During her two years at the National Institutes of Health after college, Sanchez worked on the current publication. Writing a scientific manuscript is a significant feat, involving multiple rounds of revisions, failed experiments, and sweat and tears to accomplish. Bringing new knowledge into the world is difficult work.
“Early on, you have to figure out the problem you want to solve and what you’re passionate about,” Sanchez said. After initial feedback on the manuscript, the team worked for a year to revise and improve experiments. When she revisited the paper, she rewrote the entire piece.
“That’s how much you grow in a year,” Sanchez said. She was 22 at the time of initial submission and 24 when it was accepted for publication.
Now in her second year at IU School of Medicine on the West Lafayette campus, Sanchez is considering a career in academic medicine.
“I’d love to be involved in the development of cellular immunotherapies. I’m really lucky to have faculty at IU School of Medicine who support students get to where they want to be,” Sanchez said.
One of her mentors at IU School of Medicine, Gregory J. Loomis, MD, strongly advocates for her ambitions. As a visiting assistant professor of clinical neurological surgery, he loves the process of teaching students.
“We have a spectacular class at West Lafayette,” Loomis said. “Victoria is a shining light. We have students like her with a burning passion to learn, and we as faculty work to teach them the skills to become excellent doctors.”

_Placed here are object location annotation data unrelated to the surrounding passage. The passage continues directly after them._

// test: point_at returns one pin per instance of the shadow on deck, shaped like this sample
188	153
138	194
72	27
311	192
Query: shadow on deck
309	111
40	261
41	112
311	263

To expand her interest in pursuing research that will directly impact patient lives, Sanchez and second-year student Claire Marks recently founded a social justice journal club with faculty advisors Loomis and Julianne Stout, MD. They plan to look at how health disparities in medicine and inequity shape patient lives through examining current research, including clinical trials.
“Above all is the importance of patient care, and to me, research and designing clinical trials is a critical part of that,” Sanchez said. “Patients keep us grounded in why we’re doing the work we’re doing.”